La zone d’ombre voire de désaccord se concentre bien sûr sur la question de l’annexion par Israël des terres palestiniennes. Les Émirats arabes unis et le Bahreïn affirment qu’Israël a accepté de la suspendre, mais jusqu’à quand ? Benjamin Netanyahu a insisté à plusieurs reprises sur la souveraineté de son pays sur ce type de sujet. Le Premier ministre israélien affirme ne pas avoir renoncé à l’annexion de ces terres.

Des inquiétudes existent également cette fois-ci du côté israélien sur la vente d’avions de combat américains aux Émirats arabes unis notamment les fameux F-35. L’accord signé ce mardi 15 septembre concrétise la possibilité de cette vente accordée par Washington à ses alliés.
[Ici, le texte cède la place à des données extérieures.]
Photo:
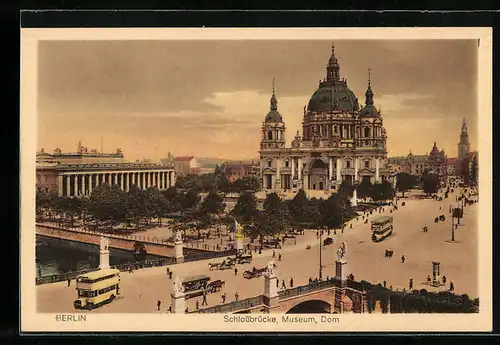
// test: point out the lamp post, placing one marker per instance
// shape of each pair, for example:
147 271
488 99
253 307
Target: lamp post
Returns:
320 257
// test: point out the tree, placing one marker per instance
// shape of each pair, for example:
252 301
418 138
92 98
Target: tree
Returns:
299 209
474 171
430 183
246 207
465 171
404 182
364 189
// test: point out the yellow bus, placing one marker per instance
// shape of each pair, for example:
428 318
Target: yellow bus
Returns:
97 288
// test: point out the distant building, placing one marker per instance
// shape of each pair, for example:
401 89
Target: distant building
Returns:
463 146
435 161
237 170
203 170
185 165
78 173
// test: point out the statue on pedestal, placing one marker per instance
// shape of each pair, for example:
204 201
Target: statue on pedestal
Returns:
178 236
177 288
342 251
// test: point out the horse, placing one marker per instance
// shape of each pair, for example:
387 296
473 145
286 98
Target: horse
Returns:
212 266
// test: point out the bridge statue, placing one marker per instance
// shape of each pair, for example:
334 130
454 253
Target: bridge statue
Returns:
342 251
178 236
271 268
177 288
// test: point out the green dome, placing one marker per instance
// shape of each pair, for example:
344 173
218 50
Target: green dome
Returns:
369 110
273 116
333 96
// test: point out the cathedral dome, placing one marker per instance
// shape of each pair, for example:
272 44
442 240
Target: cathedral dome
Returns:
333 95
273 116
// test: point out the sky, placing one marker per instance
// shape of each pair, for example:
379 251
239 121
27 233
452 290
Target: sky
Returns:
209 98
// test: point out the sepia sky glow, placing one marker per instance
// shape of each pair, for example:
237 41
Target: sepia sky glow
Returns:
209 98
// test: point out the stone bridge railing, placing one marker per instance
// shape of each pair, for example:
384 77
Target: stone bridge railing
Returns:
233 307
312 287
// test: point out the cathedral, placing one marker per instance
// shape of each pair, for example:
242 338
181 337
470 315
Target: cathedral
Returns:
340 141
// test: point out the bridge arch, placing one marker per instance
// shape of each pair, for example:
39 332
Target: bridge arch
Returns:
313 306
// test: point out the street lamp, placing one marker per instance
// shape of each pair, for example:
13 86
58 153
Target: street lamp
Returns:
320 257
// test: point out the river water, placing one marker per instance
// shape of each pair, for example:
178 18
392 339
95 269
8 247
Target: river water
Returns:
58 257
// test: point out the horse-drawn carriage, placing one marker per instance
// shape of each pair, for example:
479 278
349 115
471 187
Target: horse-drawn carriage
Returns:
224 265
254 273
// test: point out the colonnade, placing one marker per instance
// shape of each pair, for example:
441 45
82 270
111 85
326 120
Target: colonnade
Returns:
82 183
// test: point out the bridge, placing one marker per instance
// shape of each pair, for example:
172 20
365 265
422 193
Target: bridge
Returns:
153 246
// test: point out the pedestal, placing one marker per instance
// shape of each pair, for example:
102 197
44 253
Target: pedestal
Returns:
354 200
239 243
103 259
179 255
178 303
271 297
341 270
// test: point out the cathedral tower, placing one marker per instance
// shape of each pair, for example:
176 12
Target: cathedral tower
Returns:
463 145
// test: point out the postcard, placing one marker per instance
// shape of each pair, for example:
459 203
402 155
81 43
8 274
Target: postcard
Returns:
250 180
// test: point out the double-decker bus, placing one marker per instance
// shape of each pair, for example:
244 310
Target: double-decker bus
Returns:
97 288
381 228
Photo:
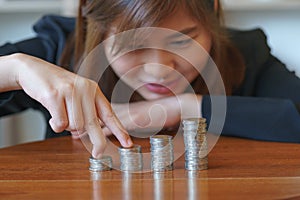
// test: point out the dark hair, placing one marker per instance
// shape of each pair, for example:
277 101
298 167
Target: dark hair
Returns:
96 17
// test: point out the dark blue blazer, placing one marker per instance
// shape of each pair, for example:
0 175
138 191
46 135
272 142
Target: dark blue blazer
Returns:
263 108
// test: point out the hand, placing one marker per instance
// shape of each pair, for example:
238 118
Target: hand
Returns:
157 114
75 103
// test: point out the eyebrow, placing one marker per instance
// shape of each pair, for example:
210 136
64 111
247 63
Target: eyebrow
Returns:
185 31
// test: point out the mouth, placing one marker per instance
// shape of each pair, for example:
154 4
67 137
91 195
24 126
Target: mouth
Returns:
161 88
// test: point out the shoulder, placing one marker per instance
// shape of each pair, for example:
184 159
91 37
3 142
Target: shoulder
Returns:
54 31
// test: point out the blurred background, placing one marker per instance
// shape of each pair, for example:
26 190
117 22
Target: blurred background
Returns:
280 20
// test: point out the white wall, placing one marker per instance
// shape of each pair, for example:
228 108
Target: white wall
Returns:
282 28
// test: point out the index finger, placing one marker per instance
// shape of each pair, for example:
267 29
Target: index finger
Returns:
111 121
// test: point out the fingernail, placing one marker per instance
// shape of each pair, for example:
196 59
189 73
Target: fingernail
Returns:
129 142
96 154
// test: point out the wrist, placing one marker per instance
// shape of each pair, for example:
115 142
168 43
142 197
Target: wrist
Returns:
10 68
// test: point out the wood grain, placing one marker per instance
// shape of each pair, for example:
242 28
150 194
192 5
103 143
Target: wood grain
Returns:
238 169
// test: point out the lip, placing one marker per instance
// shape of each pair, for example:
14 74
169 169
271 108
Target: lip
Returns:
161 88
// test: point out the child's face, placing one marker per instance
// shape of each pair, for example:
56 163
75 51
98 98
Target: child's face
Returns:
157 73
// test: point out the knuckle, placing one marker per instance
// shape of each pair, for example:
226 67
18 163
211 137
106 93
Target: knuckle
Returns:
59 125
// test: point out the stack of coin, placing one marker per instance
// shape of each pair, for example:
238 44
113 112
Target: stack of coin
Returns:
161 153
131 158
195 141
102 164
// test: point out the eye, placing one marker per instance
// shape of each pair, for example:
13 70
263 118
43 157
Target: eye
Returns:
181 43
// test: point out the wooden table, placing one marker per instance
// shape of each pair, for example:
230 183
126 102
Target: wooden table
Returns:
238 169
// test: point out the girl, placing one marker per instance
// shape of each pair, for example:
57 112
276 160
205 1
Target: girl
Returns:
159 67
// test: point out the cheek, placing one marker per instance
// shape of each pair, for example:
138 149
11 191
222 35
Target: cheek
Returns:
124 65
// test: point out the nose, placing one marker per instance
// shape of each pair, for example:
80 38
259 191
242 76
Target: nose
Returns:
159 63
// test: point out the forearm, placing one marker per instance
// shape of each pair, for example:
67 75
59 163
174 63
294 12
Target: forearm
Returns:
9 66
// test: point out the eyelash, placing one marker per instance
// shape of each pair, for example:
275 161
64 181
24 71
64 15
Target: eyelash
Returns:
181 42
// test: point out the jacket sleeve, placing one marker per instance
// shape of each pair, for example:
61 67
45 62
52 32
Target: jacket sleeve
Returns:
258 118
265 107
51 33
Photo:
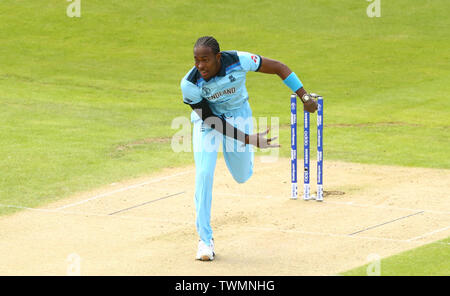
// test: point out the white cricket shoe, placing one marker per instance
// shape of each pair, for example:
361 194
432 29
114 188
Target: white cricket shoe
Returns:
204 252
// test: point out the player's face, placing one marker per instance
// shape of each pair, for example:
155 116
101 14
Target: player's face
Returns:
206 62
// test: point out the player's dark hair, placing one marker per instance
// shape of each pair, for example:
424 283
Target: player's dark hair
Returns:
210 42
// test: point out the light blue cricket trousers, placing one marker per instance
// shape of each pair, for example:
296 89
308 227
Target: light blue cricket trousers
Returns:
238 158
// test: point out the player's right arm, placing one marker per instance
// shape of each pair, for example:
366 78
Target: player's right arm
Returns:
192 97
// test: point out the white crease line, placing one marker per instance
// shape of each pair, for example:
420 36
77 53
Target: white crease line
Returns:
429 233
122 189
349 203
386 207
332 234
93 214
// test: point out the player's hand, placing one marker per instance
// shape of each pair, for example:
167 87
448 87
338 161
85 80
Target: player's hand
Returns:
310 105
259 140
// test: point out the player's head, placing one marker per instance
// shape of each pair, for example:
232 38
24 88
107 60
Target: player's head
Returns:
207 56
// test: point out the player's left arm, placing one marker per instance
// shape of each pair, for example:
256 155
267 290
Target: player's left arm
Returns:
270 66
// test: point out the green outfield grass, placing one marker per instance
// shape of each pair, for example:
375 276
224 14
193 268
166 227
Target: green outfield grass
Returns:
88 101
429 260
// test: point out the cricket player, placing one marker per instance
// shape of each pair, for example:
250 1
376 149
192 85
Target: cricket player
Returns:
215 90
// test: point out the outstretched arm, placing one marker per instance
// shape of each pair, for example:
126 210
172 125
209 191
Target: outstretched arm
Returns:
270 66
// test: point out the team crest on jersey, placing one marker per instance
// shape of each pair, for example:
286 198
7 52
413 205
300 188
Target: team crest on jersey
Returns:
206 92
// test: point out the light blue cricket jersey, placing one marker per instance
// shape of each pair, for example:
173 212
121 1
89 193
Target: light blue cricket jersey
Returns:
226 91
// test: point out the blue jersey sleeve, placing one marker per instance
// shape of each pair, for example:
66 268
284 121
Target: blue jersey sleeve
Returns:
191 93
249 61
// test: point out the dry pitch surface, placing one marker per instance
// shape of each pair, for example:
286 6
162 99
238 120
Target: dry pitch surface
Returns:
146 226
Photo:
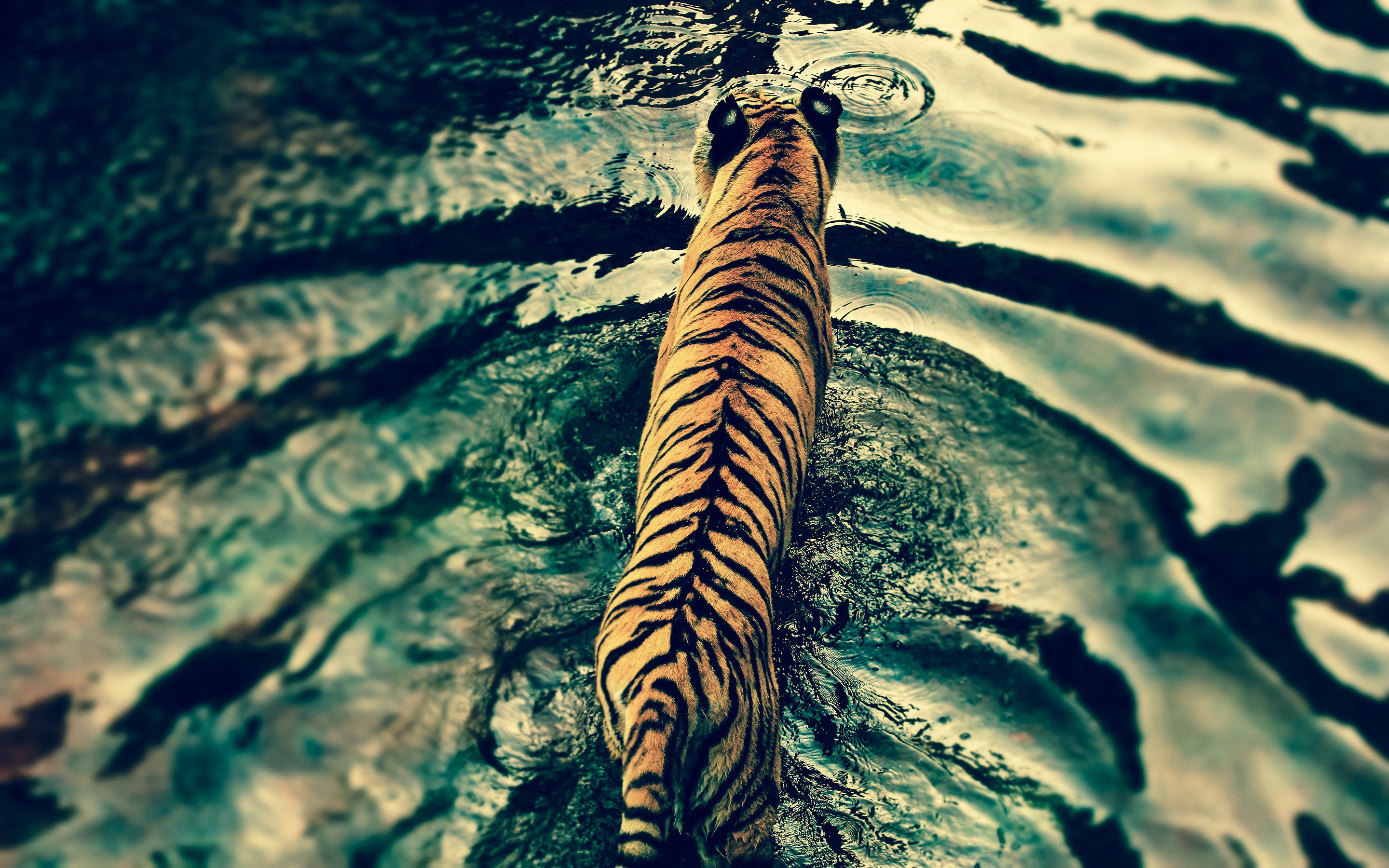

Une fois de plus, Benjamin Netanyahu s’y est clairement opposé. Israël refuse de perdre sa supériorité militaire dans la région, même si avoir de nouveaux alliés face à l’Iran est l’un des atouts des accords signés aujourd’hui.

Les États-Unis et les Émirats arabes unis n’ont pas donné les détails de cette possible vente. Si elle avait définitivement lieu, Israël pourrait être tenté d’augmenter de son côté son arsenal d’armes afin de conserver sa supériorité.